VR development in 2014:
Oculus VR represents the latest revolution in VR technology. When Facebook officially acquired the Oculus VR system, this showed that virtual-reality was becoming a huge concern for many of the world's top developers. Although the Oculus Rift was formed out of a kickstarter campaign in 2012, the deal in 2014 represented a huge boost in their funding and confidence. Later in 2015, Oculus began to acquire other companies like Surreal Vision and built partnerships with Samsung to develop the Samsung gear VR. As one of the leading companies in VR development, Oculus has fully functioning VR systems for consumers to purchase and use at home. With support for a wide range of applications and further applications being developed for specific use with their VR systems, this was a huge leap forward for VR. After gaining international attention with the demand after the Facebook deal, this would propel many other developers into creating their own VR development firms. Oculus in a way started a brand-new VR renaissance with a call to create immersive and simulated experiences for the average consumer. Previous VR headsets were very technical and inaccessible for the average computer user, but with plug-and-play compatibility and a wide host of supported applications, Oculus gave the average consumer hope that they can enjoy VR again.

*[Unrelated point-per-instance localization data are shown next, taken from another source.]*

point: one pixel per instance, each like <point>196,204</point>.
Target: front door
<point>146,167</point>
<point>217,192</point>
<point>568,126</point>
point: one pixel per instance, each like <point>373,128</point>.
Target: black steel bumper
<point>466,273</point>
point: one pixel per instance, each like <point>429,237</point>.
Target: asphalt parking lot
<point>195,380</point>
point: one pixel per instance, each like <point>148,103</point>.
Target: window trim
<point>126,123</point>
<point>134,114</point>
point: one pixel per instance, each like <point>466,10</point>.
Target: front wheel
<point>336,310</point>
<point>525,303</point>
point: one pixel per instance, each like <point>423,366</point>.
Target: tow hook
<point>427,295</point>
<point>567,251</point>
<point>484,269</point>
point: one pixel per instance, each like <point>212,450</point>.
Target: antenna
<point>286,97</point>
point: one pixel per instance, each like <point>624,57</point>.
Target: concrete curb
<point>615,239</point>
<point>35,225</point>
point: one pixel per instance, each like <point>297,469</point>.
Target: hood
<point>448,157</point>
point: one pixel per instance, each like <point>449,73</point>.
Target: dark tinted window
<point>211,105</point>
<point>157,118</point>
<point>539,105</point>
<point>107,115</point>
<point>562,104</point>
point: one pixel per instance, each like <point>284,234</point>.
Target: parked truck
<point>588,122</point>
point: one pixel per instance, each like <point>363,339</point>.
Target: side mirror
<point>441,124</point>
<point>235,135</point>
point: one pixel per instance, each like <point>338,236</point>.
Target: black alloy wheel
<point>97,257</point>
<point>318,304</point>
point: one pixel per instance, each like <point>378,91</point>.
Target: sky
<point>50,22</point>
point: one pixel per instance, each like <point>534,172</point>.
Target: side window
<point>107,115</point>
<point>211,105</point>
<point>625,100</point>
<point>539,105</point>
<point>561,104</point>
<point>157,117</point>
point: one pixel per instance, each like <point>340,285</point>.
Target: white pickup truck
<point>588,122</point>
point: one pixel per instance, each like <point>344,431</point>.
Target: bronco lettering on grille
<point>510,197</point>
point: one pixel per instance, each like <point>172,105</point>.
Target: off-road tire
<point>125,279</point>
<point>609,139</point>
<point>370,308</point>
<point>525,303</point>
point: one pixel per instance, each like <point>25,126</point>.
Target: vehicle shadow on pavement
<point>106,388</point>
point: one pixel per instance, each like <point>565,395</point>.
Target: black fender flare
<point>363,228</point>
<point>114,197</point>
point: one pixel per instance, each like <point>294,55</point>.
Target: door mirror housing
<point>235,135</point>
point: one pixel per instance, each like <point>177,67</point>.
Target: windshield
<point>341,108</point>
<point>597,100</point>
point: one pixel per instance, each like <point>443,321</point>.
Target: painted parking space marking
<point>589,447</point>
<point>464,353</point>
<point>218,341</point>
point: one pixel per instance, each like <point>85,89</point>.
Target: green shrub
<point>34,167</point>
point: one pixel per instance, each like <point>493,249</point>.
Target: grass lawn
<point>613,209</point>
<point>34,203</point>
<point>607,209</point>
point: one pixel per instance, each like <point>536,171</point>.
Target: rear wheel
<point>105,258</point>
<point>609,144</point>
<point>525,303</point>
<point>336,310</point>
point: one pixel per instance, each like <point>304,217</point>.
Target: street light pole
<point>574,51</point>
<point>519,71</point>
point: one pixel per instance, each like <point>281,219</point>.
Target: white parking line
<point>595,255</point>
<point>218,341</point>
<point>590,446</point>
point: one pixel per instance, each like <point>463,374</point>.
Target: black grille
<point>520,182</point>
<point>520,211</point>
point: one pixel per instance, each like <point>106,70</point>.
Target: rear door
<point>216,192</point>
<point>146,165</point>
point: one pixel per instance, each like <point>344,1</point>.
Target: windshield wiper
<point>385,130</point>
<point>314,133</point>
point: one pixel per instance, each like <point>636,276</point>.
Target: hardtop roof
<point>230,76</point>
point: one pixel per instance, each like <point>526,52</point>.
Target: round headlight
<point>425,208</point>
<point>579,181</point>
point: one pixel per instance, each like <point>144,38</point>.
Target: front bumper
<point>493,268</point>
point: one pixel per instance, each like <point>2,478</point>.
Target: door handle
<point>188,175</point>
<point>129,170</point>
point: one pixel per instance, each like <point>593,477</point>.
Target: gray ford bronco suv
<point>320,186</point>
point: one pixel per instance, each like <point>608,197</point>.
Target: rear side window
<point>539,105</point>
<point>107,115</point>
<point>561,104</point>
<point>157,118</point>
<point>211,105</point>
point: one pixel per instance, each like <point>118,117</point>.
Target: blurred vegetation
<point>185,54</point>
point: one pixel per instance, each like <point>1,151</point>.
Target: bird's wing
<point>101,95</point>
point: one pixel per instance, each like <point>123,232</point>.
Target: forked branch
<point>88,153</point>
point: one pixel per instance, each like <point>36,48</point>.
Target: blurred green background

VR development in 2016 and beyond:
With the initial surge after Oculus Rift, companies all over the world began building their own VR headsets and producing some fantastic new tech. With so many new devices coming out from many of the world's top manufacturers, we are seeing huge developments when it comes to apps, 360° cameras, inexpensive headsets, VR glass experiences and more. As 3-D graphics continue to get better and is processing power lines at an exponential rate, VR is becoming a focus for many developers in the future. There are many consumer products coming out to compete with Oculus based off its demand as well as generic products for use with smart phone technology. As many smart phones have the accelerometer data, advanced soundcards and graphic sets for 3d rendering users are opting to watch 360 videos and try virtual-reality apps with their smartphone and home devices like Google Cardboard. Other users however are holding out for products like the Oculus Rift, Playstation VR and more. With all of these devices set to drop in mass circulation by the end of 2016 or the start of 2017 we are truly going to start seeing at home VR experiences which are widespread.
The future of VR looks very bright and with so many new devices in development is a trend that's not going away anytime soon.